The story moves seamlessly from the present day back to the summer when Karen and Biba first became friends. Biba is the kind of woman that most of us have met and that, I for one, would certainly take against immediately in real life. Taking a strong dislike to such a central character can be problematic for the reader, but in this case, it doesn't matter. Kelly portrays their burgeoning friendship, and Biba's magnetic personality, with so much depth and sensitivity, it simply becomes a portrait of a friendship formed instantly and intensely, in much the same way as a passionate love affair might occur.
As well as Biba and Karen, the book revolves round a small group of characters enjoying a summer of freedom. The sense of being young and free and having no obligations is beautifully demonstrated in a book that will take us all back to such times; or make us look forward to such a time again. The portrayal of the time is spot on; and for readers who are familiar with the areas of London in which the characters live, small details will bring this evocative tale to life even more.
All aspects of a great novel can be found here: the characters, the storyline, the universal experience. Kelly also masters the art of making an inanimate object a major character too. No detail is neglected; although there are characters that feature only for a short time, they are all designed to leave a lasting impression so that none of their significance can be underestimated.
The writing style overall is a real treat. Any aspiring novelists will recognise the experience of constantly jotting down little notes that one day might fit somewhere perfectly. This novel reads as if Kelly has kept track of all of such notes that she might have had, and has indeed fitted them perfectly to build and blend within her story.

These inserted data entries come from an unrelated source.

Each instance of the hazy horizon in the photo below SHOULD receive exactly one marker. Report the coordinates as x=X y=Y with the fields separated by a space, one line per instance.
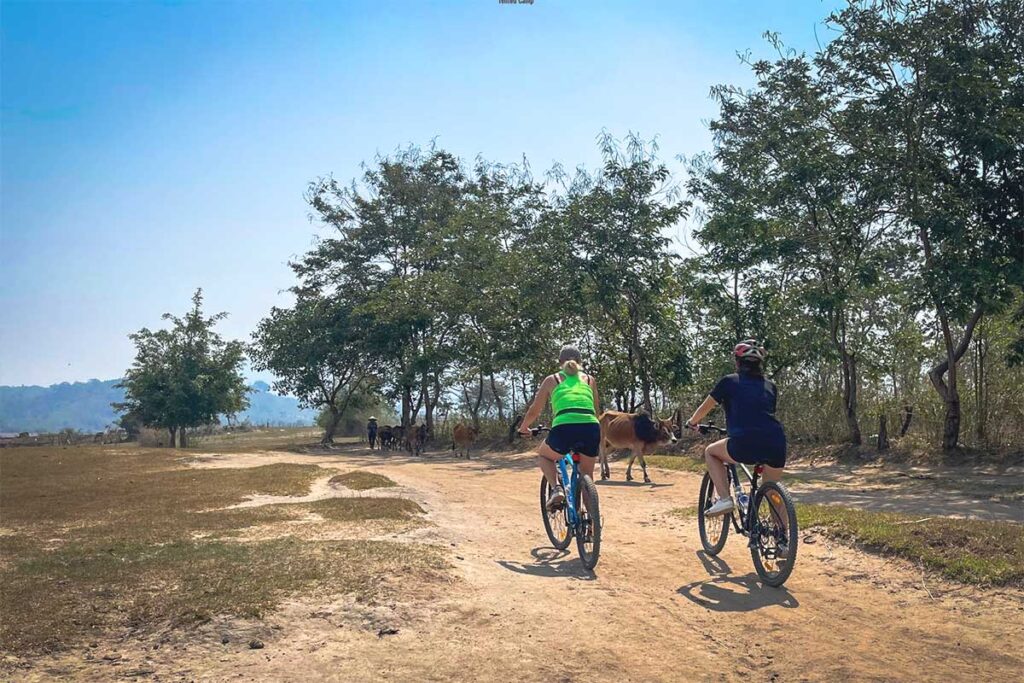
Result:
x=148 y=150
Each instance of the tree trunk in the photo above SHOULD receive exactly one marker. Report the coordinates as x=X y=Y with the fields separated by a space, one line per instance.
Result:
x=850 y=396
x=981 y=387
x=907 y=416
x=512 y=384
x=419 y=403
x=498 y=399
x=332 y=426
x=944 y=376
x=407 y=404
x=476 y=406
x=432 y=406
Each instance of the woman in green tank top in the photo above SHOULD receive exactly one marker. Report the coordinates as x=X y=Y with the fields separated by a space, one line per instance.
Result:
x=574 y=404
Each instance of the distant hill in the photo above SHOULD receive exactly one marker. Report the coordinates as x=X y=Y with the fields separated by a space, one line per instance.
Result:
x=86 y=407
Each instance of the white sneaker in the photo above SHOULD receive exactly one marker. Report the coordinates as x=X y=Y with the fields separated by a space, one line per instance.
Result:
x=722 y=506
x=555 y=498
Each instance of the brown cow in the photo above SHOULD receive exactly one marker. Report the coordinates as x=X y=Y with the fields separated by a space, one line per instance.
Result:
x=462 y=437
x=636 y=432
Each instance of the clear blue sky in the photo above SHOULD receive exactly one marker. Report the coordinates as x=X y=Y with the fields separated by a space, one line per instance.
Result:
x=150 y=148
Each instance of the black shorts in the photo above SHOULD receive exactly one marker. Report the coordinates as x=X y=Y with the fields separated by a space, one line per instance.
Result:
x=584 y=438
x=757 y=451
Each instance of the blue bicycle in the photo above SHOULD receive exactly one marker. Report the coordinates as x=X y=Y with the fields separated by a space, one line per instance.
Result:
x=570 y=518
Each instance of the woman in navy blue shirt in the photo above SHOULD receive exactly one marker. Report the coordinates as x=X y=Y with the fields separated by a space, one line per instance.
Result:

Kelly's insight into human nature is also crucial; those small but incredibly significant moments where feelings cross lines to the point of no return are all described in so much detail that the reader feels completely immersed in the novel and all outside distractions are forgotten. It's a surprise when the story is over, as reading this book is an experience that goes far too quickly. However, it's a real joy to read a novel that satisfies so thoroughly and I can't wait to read Kelly's next offering.
My thanks to the publishers for sending it to Bookbag.
For another tale of summer friendship, take a look at Sag Harbor by Colson Whitehead.
The Poison Tree by Erin Kelly is in the Richard and Judy's Summer Reading List 2011.